Example: Enrich your data based on exact valuesedit

match enrich policies match enrich data to incoming documents based on an exact value, such as a email address or ID, using a term query.

The following example creates a match enrich policy that adds user name and contact information to incoming documents based on an email address. It then adds the match enrich policy to a processor in an ingest pipeline.

Use the create index API or index API to create a source index.
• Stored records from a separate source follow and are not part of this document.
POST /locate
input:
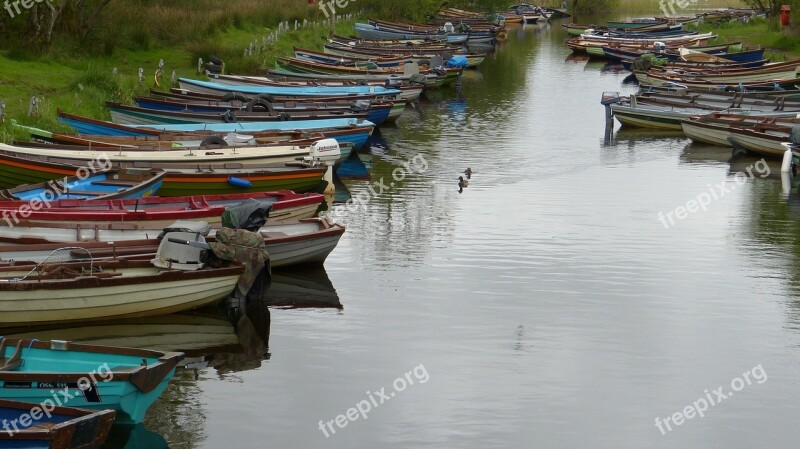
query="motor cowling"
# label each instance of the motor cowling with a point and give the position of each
(325, 150)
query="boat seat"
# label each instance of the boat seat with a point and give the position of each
(15, 361)
(178, 256)
(82, 192)
(274, 235)
(116, 182)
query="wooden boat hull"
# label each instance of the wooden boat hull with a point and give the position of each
(193, 333)
(308, 241)
(367, 31)
(758, 143)
(128, 387)
(60, 428)
(187, 180)
(156, 292)
(211, 87)
(349, 130)
(132, 115)
(105, 185)
(706, 133)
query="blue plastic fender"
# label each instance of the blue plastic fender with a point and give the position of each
(239, 182)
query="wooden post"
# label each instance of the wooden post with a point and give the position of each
(33, 106)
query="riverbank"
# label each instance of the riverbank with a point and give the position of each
(82, 85)
(780, 45)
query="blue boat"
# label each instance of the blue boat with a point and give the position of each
(217, 88)
(367, 31)
(377, 113)
(356, 131)
(90, 377)
(59, 428)
(123, 183)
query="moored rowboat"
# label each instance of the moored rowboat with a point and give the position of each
(59, 428)
(121, 379)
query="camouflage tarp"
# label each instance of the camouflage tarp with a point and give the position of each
(245, 247)
(250, 215)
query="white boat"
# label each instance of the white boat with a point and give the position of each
(306, 241)
(182, 156)
(84, 291)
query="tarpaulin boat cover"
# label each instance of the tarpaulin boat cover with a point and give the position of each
(458, 61)
(248, 248)
(250, 215)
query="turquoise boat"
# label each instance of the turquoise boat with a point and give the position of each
(60, 373)
(122, 183)
(60, 428)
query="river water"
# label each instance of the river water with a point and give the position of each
(545, 306)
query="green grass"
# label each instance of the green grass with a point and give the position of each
(781, 45)
(83, 84)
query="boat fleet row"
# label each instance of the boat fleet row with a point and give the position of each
(716, 94)
(184, 198)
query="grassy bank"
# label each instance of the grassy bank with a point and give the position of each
(780, 44)
(83, 84)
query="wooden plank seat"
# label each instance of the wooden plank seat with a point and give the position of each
(115, 182)
(15, 361)
(82, 192)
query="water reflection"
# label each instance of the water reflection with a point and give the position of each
(304, 287)
(135, 437)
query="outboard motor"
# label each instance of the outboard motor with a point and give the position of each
(393, 82)
(361, 105)
(183, 246)
(325, 150)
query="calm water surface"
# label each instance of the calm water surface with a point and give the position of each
(546, 306)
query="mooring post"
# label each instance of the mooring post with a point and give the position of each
(33, 106)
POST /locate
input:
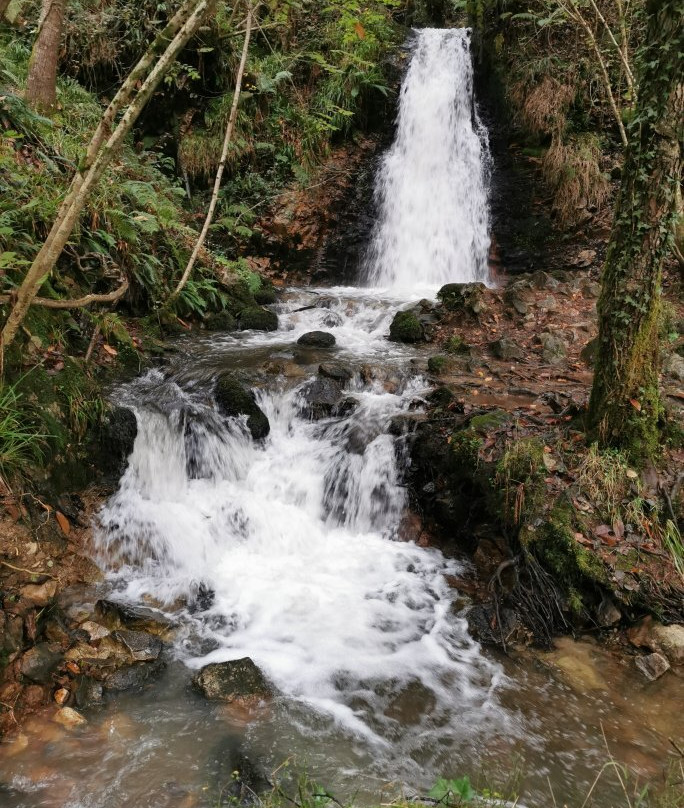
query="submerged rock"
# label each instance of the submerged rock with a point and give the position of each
(234, 399)
(316, 339)
(239, 680)
(256, 318)
(653, 666)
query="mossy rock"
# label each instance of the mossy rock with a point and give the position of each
(220, 321)
(406, 327)
(255, 318)
(234, 399)
(466, 297)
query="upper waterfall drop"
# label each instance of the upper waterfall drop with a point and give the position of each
(431, 189)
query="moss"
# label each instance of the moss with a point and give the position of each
(406, 327)
(437, 364)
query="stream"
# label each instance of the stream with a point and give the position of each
(288, 550)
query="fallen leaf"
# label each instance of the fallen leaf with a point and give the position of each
(63, 523)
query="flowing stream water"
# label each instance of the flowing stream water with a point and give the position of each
(287, 550)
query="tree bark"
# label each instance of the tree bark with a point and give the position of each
(222, 163)
(98, 157)
(41, 84)
(625, 406)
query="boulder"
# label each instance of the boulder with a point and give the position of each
(234, 400)
(553, 348)
(335, 371)
(255, 318)
(316, 339)
(220, 321)
(504, 348)
(406, 327)
(466, 297)
(238, 681)
(40, 662)
(653, 666)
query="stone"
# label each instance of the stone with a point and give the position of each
(40, 662)
(553, 348)
(316, 339)
(653, 666)
(220, 321)
(255, 318)
(504, 348)
(142, 647)
(669, 640)
(406, 327)
(239, 680)
(674, 367)
(321, 396)
(39, 594)
(335, 371)
(133, 677)
(69, 718)
(467, 297)
(233, 400)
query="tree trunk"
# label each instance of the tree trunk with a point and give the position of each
(625, 405)
(41, 84)
(98, 158)
(222, 163)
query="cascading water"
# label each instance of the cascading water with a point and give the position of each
(433, 224)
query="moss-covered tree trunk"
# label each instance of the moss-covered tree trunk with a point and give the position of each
(41, 84)
(625, 405)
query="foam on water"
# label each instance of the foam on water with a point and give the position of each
(433, 223)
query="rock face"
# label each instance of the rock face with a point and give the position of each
(256, 318)
(406, 327)
(653, 666)
(238, 681)
(233, 400)
(316, 339)
(466, 297)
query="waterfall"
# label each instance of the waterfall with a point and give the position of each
(431, 190)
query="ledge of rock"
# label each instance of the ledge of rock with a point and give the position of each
(316, 339)
(238, 681)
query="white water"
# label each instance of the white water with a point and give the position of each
(297, 536)
(433, 224)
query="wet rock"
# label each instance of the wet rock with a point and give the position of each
(89, 692)
(466, 297)
(220, 321)
(40, 662)
(335, 371)
(69, 718)
(316, 339)
(39, 594)
(117, 438)
(234, 400)
(265, 296)
(255, 318)
(653, 666)
(142, 647)
(504, 348)
(321, 396)
(553, 348)
(138, 618)
(674, 367)
(133, 677)
(406, 327)
(239, 680)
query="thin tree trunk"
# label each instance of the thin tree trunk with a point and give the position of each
(41, 84)
(625, 406)
(85, 179)
(222, 163)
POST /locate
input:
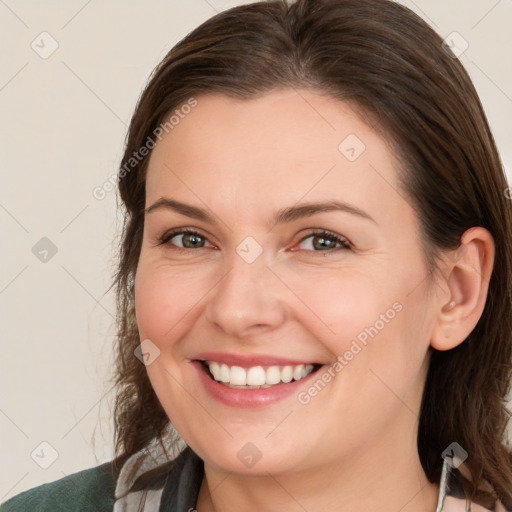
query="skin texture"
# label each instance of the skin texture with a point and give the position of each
(353, 446)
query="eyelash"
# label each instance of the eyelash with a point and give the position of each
(345, 244)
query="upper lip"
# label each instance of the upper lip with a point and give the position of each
(248, 361)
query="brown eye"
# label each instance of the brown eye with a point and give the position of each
(189, 239)
(326, 240)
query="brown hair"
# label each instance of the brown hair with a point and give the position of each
(386, 60)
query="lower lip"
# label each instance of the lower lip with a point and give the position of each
(247, 398)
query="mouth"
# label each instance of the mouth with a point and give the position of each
(256, 377)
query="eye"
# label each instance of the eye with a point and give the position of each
(325, 240)
(190, 239)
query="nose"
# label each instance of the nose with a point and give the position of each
(247, 300)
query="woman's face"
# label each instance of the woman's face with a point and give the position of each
(258, 288)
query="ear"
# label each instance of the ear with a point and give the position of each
(466, 277)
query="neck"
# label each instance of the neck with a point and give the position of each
(383, 476)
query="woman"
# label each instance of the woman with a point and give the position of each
(372, 376)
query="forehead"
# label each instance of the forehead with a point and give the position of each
(273, 150)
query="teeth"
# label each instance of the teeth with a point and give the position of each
(256, 376)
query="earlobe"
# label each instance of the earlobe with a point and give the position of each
(467, 277)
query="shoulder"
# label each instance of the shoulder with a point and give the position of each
(88, 490)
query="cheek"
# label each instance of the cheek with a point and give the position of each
(165, 299)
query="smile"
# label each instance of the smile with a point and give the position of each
(256, 377)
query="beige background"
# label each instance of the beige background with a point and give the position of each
(63, 120)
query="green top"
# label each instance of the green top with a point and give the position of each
(154, 484)
(91, 490)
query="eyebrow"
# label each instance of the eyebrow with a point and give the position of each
(281, 216)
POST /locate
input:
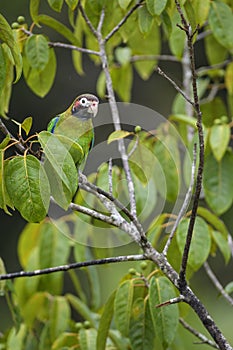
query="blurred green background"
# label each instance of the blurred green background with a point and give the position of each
(156, 93)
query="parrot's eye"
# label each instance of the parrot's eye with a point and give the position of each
(83, 101)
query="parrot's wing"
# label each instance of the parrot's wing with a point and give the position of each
(52, 124)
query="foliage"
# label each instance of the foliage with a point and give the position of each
(132, 317)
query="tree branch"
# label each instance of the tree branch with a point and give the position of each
(216, 283)
(185, 204)
(189, 34)
(199, 335)
(77, 265)
(6, 132)
(161, 72)
(73, 47)
(137, 58)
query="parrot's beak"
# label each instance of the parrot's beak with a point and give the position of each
(93, 108)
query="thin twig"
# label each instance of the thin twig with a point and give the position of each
(101, 21)
(77, 265)
(189, 34)
(73, 47)
(63, 45)
(203, 35)
(115, 201)
(116, 122)
(161, 72)
(134, 147)
(216, 283)
(88, 22)
(6, 132)
(110, 176)
(171, 301)
(94, 214)
(137, 58)
(199, 335)
(213, 92)
(123, 20)
(206, 69)
(185, 204)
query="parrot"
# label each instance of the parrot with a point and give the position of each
(75, 123)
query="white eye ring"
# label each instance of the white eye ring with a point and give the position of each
(83, 101)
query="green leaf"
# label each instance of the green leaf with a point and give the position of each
(82, 309)
(72, 4)
(59, 316)
(60, 169)
(213, 220)
(229, 288)
(222, 243)
(118, 135)
(2, 69)
(28, 241)
(218, 183)
(165, 319)
(182, 118)
(213, 110)
(54, 250)
(27, 124)
(35, 308)
(219, 139)
(166, 23)
(167, 154)
(177, 37)
(123, 55)
(56, 5)
(41, 81)
(156, 7)
(4, 196)
(141, 332)
(122, 306)
(215, 52)
(16, 337)
(122, 78)
(145, 20)
(201, 242)
(65, 340)
(229, 78)
(6, 36)
(149, 45)
(87, 338)
(28, 187)
(37, 51)
(124, 3)
(105, 322)
(221, 23)
(58, 27)
(73, 147)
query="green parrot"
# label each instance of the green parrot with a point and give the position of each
(75, 125)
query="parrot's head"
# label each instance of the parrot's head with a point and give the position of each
(85, 106)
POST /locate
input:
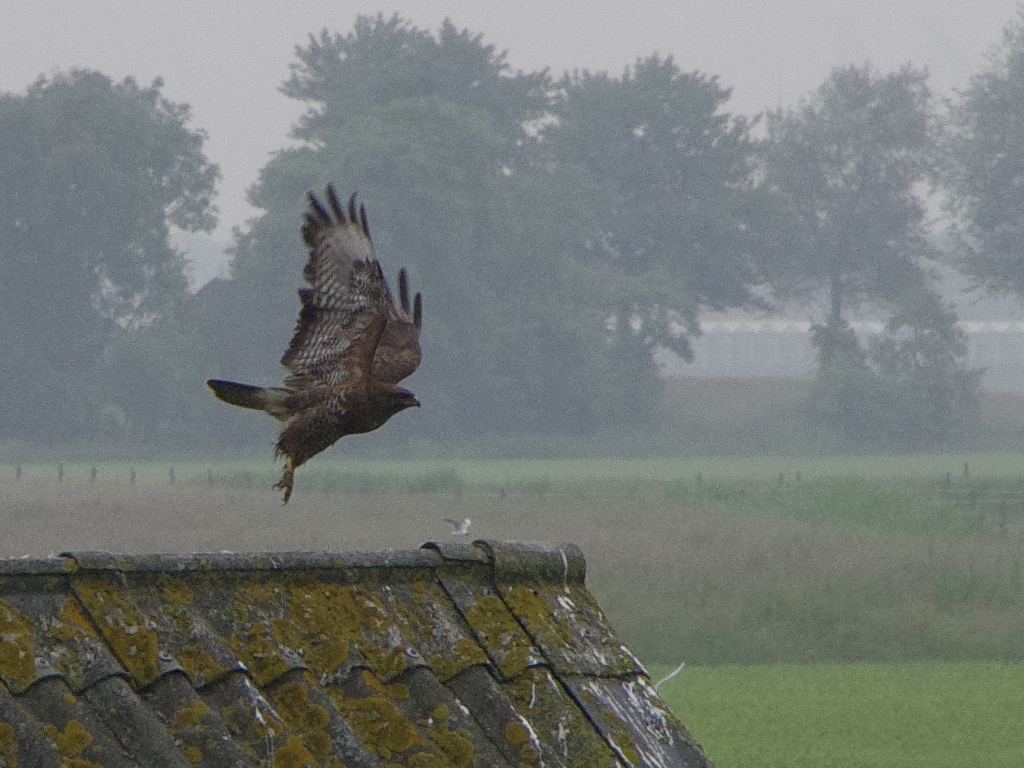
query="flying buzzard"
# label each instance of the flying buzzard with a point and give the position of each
(351, 344)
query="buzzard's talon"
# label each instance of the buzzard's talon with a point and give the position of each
(287, 479)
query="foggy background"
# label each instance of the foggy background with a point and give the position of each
(584, 357)
(227, 60)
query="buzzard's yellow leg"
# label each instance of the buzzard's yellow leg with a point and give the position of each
(287, 479)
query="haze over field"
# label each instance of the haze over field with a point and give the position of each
(228, 58)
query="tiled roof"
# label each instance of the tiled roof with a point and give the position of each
(485, 654)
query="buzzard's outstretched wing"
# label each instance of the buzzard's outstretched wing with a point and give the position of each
(347, 307)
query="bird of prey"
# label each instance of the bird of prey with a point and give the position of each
(351, 344)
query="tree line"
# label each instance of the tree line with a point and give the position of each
(561, 230)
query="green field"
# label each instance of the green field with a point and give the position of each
(854, 611)
(605, 475)
(854, 716)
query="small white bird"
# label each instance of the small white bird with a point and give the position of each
(459, 527)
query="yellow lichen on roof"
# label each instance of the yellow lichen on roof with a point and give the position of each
(128, 633)
(497, 629)
(293, 755)
(530, 604)
(17, 642)
(307, 720)
(8, 747)
(540, 698)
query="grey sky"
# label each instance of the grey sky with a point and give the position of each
(226, 58)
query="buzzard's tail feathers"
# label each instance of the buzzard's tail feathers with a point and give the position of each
(270, 399)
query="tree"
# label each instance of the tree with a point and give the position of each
(508, 341)
(92, 174)
(908, 390)
(985, 169)
(848, 165)
(383, 60)
(670, 174)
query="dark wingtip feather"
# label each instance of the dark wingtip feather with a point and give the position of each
(351, 209)
(332, 198)
(403, 290)
(363, 220)
(318, 207)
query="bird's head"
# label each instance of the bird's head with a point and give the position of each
(399, 399)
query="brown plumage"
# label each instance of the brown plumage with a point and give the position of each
(351, 344)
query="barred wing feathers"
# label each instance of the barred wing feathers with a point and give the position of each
(346, 308)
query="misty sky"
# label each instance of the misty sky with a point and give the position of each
(227, 58)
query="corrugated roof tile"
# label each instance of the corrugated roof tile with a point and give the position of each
(488, 653)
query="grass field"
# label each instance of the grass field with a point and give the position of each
(776, 580)
(854, 716)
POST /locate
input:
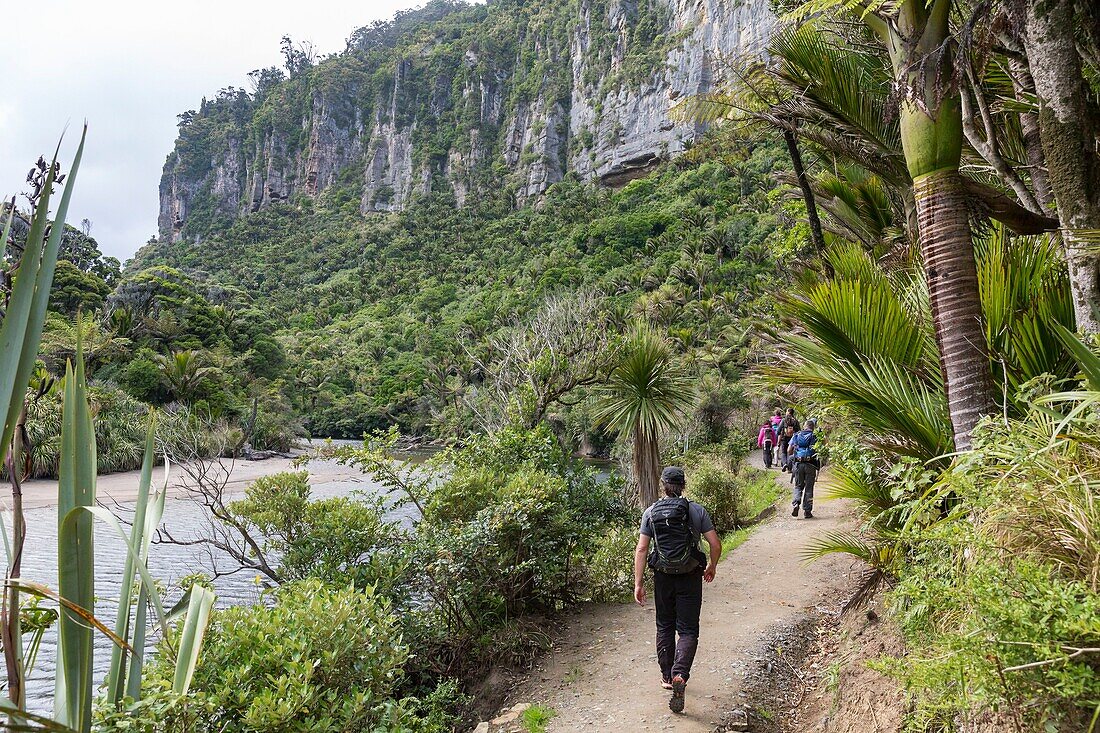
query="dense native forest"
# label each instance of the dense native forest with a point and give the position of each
(891, 225)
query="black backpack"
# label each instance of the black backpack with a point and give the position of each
(673, 539)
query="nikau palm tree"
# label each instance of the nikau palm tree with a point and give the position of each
(648, 394)
(182, 372)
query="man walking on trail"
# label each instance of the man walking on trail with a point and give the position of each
(787, 428)
(804, 466)
(674, 525)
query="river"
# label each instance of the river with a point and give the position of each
(184, 518)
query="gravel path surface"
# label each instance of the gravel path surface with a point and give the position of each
(602, 674)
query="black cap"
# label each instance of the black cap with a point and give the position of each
(673, 474)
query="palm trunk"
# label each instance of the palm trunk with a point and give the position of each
(947, 250)
(646, 469)
(1033, 141)
(932, 140)
(1068, 128)
(807, 193)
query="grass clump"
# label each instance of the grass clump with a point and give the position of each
(535, 719)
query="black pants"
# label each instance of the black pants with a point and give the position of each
(679, 600)
(805, 477)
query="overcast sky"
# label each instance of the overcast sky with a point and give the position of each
(129, 67)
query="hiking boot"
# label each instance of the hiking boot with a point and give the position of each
(677, 701)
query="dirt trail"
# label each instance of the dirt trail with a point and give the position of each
(603, 675)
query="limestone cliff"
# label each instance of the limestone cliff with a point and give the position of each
(455, 98)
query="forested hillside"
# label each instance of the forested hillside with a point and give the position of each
(405, 318)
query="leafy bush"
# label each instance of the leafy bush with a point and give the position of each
(732, 492)
(339, 540)
(608, 567)
(1000, 597)
(320, 659)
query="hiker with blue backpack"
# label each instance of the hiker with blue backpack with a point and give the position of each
(787, 429)
(804, 467)
(674, 525)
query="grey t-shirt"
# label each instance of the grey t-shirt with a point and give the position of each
(701, 522)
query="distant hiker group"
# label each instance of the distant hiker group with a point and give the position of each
(669, 545)
(782, 439)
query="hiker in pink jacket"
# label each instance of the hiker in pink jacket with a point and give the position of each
(767, 442)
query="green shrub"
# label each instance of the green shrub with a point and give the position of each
(338, 539)
(321, 659)
(608, 566)
(732, 492)
(998, 597)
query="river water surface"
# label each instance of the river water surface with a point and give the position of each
(184, 518)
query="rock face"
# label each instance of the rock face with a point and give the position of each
(515, 95)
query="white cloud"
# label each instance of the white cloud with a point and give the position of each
(129, 67)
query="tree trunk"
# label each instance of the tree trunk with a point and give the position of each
(647, 466)
(1068, 128)
(947, 250)
(807, 193)
(932, 140)
(1033, 141)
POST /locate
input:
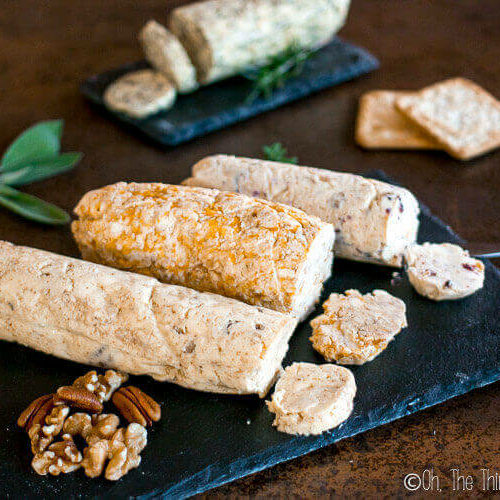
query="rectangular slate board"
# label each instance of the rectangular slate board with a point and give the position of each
(222, 104)
(205, 440)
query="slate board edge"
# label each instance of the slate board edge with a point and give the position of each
(263, 461)
(292, 91)
(267, 460)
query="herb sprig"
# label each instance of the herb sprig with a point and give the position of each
(273, 75)
(34, 156)
(278, 152)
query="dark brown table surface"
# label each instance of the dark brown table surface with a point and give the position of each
(48, 48)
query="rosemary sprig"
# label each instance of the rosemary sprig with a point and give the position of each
(278, 152)
(34, 156)
(273, 75)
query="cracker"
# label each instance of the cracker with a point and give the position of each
(140, 94)
(460, 115)
(380, 125)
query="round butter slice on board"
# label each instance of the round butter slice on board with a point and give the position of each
(310, 399)
(140, 94)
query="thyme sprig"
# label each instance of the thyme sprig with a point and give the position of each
(267, 79)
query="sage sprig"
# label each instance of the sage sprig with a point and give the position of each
(34, 156)
(273, 75)
(278, 152)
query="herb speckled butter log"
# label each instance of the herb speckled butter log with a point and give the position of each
(225, 37)
(256, 251)
(374, 221)
(99, 316)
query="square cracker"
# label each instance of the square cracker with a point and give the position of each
(381, 125)
(460, 115)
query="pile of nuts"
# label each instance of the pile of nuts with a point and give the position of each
(52, 427)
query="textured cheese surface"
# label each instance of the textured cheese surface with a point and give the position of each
(140, 93)
(356, 328)
(256, 251)
(164, 52)
(443, 271)
(310, 399)
(225, 37)
(381, 125)
(459, 114)
(374, 221)
(99, 316)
The following index API request creates a source index and indexes a new document to that index.

response = client.index(
  index: 'users',
  id: 1,
  refresh: 'wait_for',
  body: {
    email: 'mardy.brown@asciidocsmith.com',
    first_name: 'Mardy',
    last_name: 'Brown',
    city: 'New Orleans',
    county: 'Orleans',
    state: 'LA',
    zip: 70_116,
    web: 'mardy.asciidocsmith.com'
  }
)
puts response
PUT /users/_doc/1?refresh=wait_for
{
  "email": "mardy.brown@asciidocsmith.com",
  "first_name": "Mardy",
  "last_name": "Brown",
  "city": "New Orleans",
  "county": "Orleans",
  "state": "LA",
  "zip": 70116,
  "web": "mardy.asciidocsmith.com"
}

Use the create enrich policy API to create an enrich policy with the match policy type. This policy must include:

  • One or more source indices
  • A match_field, the field from the source indices used to match incoming documents
  • Enrich fields from the source indices you’d like to append to incoming documents
response = client.enrich.put_policy(
  name: 'users-policy',
  body: {
    match: {
      indices: 'users',
      match_field: 'email',
      enrich_fields: [
        'first_name',
        'last_name',
        'city',
        'zip',
        'state'
      ]
    }
  }
)
puts response
PUT /_enrich/policy/users-policy
{
  "match": {
    "indices": "users",
    "match_field": "email",
    "enrich_fields": ["first_name", "last_name", "city", "zip", "state"]
  }
}

Use the execute enrich policy API to create an enrich index for the policy.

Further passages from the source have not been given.